Like his characters, Feiffer's got a superiority complex that keeps colliding with an inferiority complex, and a knack for turning neurotic self-examination into comedy: an agonizing stomachache he describes abruptly disappearing when he finally admits out loud that he hates his mother could have come straight out of one of his early cartoons. Even after he's achieved fame, he seems hardly able to believe that he's in the same circle as other bold-face names -- there's a hilarious bit about watching Marlene Dietrich and Kenneth Tynan discuss "Papa" Hemingway ("Apparently, I was the only one at the table who knew I was a fraud").

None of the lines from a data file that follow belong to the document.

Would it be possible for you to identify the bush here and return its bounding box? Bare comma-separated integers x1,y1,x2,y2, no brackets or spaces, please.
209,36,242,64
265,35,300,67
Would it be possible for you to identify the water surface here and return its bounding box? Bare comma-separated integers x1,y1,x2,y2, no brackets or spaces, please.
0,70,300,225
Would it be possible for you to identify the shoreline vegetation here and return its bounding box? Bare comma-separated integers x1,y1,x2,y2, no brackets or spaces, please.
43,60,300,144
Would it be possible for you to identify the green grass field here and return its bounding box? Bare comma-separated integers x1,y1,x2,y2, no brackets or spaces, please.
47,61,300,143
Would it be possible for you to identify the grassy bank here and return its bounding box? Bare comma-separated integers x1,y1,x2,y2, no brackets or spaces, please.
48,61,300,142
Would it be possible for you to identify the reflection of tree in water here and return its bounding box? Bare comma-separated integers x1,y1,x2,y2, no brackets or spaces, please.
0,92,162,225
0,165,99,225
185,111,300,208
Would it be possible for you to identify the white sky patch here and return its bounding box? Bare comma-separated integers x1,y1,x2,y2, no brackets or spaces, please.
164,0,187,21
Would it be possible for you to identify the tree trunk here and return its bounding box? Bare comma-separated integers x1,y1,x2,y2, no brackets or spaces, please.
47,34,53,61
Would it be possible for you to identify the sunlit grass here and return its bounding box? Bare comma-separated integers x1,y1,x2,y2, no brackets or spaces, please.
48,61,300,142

After Backing Into Forward gets past the early-years-of-bitter-struggle part of Feiffer's story, he's got fewer stories to relate. The process of writing his 1967 play "Little Murders" at Yaddo is more or less the climax of the book; the subsequent forty years of his career are relegated to the book's final fifty pages. But the fun part of Backing Into Forward is less thedetails of Feiffer's work, and his brushes with other notables, than his keen-edged, blood-speckled wit, which he turns on himself as often as on the cruel world around him.